# your loose lock-ring displeases the fixie gods



## readyg (Oct 20, 2009)

Ill try to keep this short and sweet. Just got back to my hometown a couple days ago, and been riding bikes around. The other day I noticed my lockring was loose. I figured as long as I didnt put too much force on it pedaling back then everything would be fine until I tightened it. Wrong! Stood up to pedal when riding last night, and the bike locked on me completely. Over the handlebars, landing on my head, and a couple rolls later...somehow the only part of my body that ends up bleeding is my penis. Fun fun fun.

Check your lockrings ladies and gents, and wear your helmets.


----------



## stove (Oct 20, 2009)

wait, how did you cut your junk doing a forward roll? that's the FIRST thing that gets tucked in, before my damn face...


----------



## readyg (Oct 20, 2009)

Im still a little baffled myself. Im guessing the hole in my boxers and the hole in my pants maybe just lined up perfectly before i hit ground.


----------



## finn (Oct 20, 2009)

I'd suspect the handle bar ends- since you implied it was a cut and not from slamming your kidneys on the ground, though I wouldn't necessarily discount that.


----------



## Loaf (Oct 20, 2009)

that is fucking FTRA man, Ha see told you leaving assville was a bad idea, at least we know it doens't have herps


----------



## bote (Oct 20, 2009)

no good at all, I´ll remember that next time I´m thinking about putting off fixing my bike.


----------



## The Cheshire (Oct 20, 2009)

This is awesome. Only because my lockring comes undone as soon as I get drunk. A good slam, bloody cock and all!


----------



## sprout (Oct 21, 2009)

I had a friend that decided to make a "fixed" cog by using lock-tite. Let's just say it was a horrid idea.
You have inspired me to stop putting off the replacement of my rear tire that I skidded to death. I am pretty sure a few more wears on that thing will have me splatted on the side of the road, myself.


----------



## Livingpastense (Oct 21, 2009)

ya ya ya and the road bike gods of many speeds and coastings are laughing saying fixies belong on the track. But that sucks you cut your junk man.


----------



## Ravie (Oct 21, 2009)

haha! hope you heal right.


----------



## readyg (Oct 21, 2009)

Livingpastense said:


> ya ya ya and the road bike gods of many speeds and coastings are laughing saying fixies belong on the track. But that sucks you cut your junk man.



hahaha, this is true. though i live in flat florida, ive got an excuse. hah.

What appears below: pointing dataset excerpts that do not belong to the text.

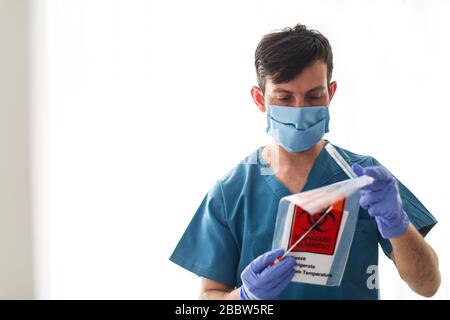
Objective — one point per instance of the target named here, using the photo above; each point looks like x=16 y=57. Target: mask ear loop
x=302 y=237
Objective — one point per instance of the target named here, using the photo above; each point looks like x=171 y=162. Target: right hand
x=263 y=281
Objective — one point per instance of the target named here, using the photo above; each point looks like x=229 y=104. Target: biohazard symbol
x=313 y=218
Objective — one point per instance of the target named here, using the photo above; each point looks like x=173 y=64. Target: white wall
x=142 y=105
x=16 y=259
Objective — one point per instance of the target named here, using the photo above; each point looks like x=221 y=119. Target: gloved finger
x=273 y=273
x=377 y=210
x=378 y=173
x=370 y=198
x=264 y=260
x=358 y=169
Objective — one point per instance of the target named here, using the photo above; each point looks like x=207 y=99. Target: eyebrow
x=281 y=90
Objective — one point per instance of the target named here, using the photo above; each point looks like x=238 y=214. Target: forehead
x=311 y=77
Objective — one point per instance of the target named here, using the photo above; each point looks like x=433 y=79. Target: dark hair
x=283 y=54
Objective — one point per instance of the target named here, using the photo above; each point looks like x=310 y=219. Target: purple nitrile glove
x=263 y=281
x=382 y=200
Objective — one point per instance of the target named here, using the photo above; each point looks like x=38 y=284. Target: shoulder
x=353 y=157
x=242 y=174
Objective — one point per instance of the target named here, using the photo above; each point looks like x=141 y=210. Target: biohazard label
x=322 y=238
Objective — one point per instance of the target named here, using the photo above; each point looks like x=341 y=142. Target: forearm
x=214 y=294
x=416 y=262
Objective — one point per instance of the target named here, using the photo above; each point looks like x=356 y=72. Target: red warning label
x=322 y=239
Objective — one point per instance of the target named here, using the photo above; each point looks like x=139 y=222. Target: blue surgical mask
x=299 y=128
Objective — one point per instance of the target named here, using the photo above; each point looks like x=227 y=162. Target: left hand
x=382 y=200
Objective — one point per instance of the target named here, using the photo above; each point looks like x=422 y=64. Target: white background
x=140 y=106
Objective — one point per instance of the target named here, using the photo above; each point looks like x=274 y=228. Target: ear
x=258 y=98
x=332 y=89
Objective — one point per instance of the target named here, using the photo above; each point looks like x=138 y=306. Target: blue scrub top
x=235 y=224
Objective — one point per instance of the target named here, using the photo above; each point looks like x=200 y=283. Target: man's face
x=309 y=88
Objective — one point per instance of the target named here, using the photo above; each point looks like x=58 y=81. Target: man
x=228 y=242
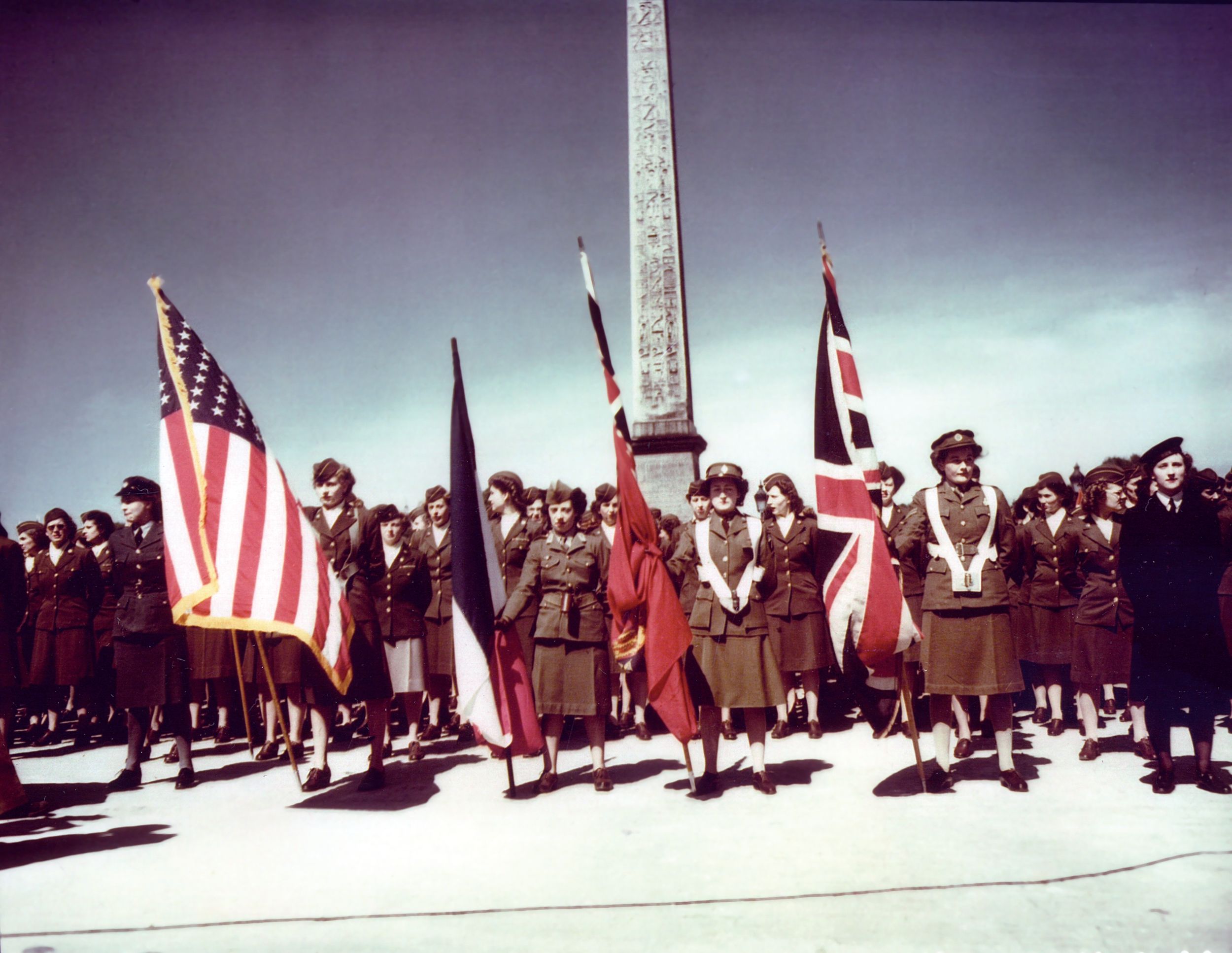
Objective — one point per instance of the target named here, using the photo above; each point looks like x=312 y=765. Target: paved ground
x=848 y=856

at least now if i wanted to be a scumfuck i could tell everyone my name is dickscrape or something like that.


----------



## finn (Oct 21, 2009)

Maybe you need to design a protective cup that you can cycle with! And I think Junkscraper is a better name, sounds crustier.


----------



## Mouse (Oct 24, 2009)

see, the real lesson here is to sew the holes in your pants and panties, boys!


----------



## sprout (Oct 24, 2009)

Mouse said:


> see, the real lesson here is to sew the holes in your pants and panties, boys!




http://i14.photobucket.com/albums/a332/ohnoitschlo/0098.jpg
http://i14.photobucket.com/albums/a332/ohnoitschlo/0092.jpg

Cycling is a devastating activity for even your best denim.
Padded cycling shorts for happy crotches!


----------



## WindWalker1970 (Oct 25, 2009)

I've had some bad spills off a bike before. Scrapped elbows, knees, and a bad shoulder asphalt burn,...even racked the boys once or twice but never Mr Happy. =)

Makes me cringe just thinking about that. 

Hope the healing goes well. Maybe go to the doc for some pain meds to help pass the time.=P If ever there was a case that called for meds, it would be this I say.lol.


----------



## Rash L (Nov 2, 2009)

I'm sorry... but everytime I see the title of this post, I swear it says "loose cock-ring"...


----------



## Gypsybones (Nov 2, 2009)

helmet and clothing; cause naked cycling is never a good idea no mater how much fun it sounds


----------



## marc (Nov 4, 2009)

damn reade that fuckin sucks. are you still coming to pensacola?


----------



## Rstank (Nov 5, 2009)

and if anything wear a cock helmet!


----------